I got home nice and early from my Monday morning run (interval training at the track – fun). I took the boys to school, did some shopping and tried to figure out what to eat for breakfast. Feeling lazy and not in the mood to cook, I decided to have some of the leftover tomato soup I made last night.
I ate two bowls of soup and went to work. I didn’t bolus at all thinking that I hadn’t really had any carbs, and I was still under the effect of my run. An hour after eating I checked my blood sugar and was surprised to see it was 189. How could that be? I hadn’t eaten any carbs, or at least so I thought.
I’ve been thinking a lot about carbohydrates lately. I don’t mean the counting of carbs and trying to avoid most of them. I’ve been reading Gary Taube’s latest book, Why We Get Fat, and I’ve been trying to understand why, after eliminating almost all the carbs from my diet I still haven’t become lean.
Don’t worry I know I’m not fat (162.5 pounds), and technically not even overweight. But I used to think that running 50+ miles a week alone would make me look more like a marathoner (bone thin).
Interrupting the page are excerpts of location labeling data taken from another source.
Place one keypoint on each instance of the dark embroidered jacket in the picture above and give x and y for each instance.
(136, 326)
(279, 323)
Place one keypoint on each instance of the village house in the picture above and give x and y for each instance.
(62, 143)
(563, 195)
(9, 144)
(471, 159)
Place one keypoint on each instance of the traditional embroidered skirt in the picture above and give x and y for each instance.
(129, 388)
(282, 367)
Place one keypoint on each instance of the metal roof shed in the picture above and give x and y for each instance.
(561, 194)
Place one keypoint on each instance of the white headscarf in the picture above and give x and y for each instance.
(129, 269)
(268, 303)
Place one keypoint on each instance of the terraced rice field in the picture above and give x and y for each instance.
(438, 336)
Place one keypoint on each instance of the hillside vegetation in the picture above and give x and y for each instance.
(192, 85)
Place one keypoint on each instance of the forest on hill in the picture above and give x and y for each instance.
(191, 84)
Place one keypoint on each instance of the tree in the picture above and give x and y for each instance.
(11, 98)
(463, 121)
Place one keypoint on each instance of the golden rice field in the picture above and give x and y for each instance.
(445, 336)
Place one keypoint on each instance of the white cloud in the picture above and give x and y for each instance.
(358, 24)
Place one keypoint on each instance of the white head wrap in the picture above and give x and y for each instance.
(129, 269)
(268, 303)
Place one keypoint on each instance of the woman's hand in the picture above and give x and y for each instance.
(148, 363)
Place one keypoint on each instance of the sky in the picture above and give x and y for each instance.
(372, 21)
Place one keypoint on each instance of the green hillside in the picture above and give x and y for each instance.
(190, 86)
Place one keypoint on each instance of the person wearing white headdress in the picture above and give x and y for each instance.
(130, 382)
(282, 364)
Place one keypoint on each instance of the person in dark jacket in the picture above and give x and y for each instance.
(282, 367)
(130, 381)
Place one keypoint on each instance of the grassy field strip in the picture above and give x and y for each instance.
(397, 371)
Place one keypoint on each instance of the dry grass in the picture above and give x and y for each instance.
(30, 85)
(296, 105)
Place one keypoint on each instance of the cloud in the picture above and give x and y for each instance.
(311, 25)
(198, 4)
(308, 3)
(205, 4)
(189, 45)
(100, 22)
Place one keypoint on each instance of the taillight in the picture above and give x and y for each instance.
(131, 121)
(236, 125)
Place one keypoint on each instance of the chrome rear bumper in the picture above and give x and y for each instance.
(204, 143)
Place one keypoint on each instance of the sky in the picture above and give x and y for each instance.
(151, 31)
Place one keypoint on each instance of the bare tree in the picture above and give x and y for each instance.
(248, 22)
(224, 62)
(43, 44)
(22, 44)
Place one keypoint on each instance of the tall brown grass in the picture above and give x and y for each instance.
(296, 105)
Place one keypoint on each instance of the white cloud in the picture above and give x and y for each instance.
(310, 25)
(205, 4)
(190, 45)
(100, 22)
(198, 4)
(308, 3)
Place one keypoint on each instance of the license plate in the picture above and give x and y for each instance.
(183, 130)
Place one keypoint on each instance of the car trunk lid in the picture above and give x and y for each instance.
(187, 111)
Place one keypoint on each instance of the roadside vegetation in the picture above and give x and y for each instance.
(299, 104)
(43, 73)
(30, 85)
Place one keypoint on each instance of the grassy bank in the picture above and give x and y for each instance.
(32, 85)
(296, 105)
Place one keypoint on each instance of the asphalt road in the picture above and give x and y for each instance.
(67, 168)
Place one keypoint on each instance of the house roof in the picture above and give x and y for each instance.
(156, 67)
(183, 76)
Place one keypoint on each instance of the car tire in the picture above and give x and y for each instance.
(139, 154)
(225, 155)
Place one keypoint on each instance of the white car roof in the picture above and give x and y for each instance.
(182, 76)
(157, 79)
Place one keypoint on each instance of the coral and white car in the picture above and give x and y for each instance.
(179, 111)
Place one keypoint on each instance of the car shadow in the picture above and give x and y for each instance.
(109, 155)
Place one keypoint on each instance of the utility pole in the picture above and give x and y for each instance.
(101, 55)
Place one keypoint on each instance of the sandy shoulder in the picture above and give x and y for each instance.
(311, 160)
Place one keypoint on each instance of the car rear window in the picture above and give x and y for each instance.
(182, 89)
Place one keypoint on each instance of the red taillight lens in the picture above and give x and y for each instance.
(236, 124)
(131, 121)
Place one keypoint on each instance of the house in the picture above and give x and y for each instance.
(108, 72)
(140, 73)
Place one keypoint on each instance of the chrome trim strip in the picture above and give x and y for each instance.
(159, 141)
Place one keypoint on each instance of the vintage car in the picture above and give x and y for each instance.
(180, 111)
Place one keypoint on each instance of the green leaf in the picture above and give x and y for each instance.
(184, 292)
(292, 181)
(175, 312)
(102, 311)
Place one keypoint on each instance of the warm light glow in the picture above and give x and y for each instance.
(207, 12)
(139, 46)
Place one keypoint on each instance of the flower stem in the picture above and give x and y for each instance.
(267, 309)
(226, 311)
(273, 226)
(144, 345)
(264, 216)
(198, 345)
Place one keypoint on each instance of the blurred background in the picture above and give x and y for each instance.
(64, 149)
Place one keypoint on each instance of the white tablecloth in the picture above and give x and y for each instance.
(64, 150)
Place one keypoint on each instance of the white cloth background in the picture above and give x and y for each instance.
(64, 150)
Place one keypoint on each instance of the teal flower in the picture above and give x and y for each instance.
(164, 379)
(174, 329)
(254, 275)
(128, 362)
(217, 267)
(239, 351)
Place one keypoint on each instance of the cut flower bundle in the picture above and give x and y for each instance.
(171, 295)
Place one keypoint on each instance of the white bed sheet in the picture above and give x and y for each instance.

I’ve found, however, that even after cutting most carbohydrates from my diet I still have some extra pounds in all the wrong places (belly fat is associated with higher risk for heart disease).
To most readers of Gary Taube’s books (Good Calories Bad Calories and Why We Get Fat), carbs are mostly a weight loss and general health question. But to me, like all type 1 diabetics, carbs are a much greater issue. We don’t all have to cut them out completely, or reduce the amount we consume (although I do believe it is the right thing to do), but we do all need to learn to identify them. We have to find out where they are and how quickly they affect our blood sugars. Some are easy. We all know that bread is high and fast. But what about tomato soup or just fresh tomatoes? I had never given that much thought.
So after my morning surprise I looked it up and here is the truth about that so-called vegetable (which my children informed me is actually a fruit):
One medium tomato has 6.3g of carbohydrate of which 4.9g are sugar (fructose) and 80% of the calories come from carbohydrate. One cup of tomato juice, the base for my soup, has 10g of carb in it of which 9 are sugars.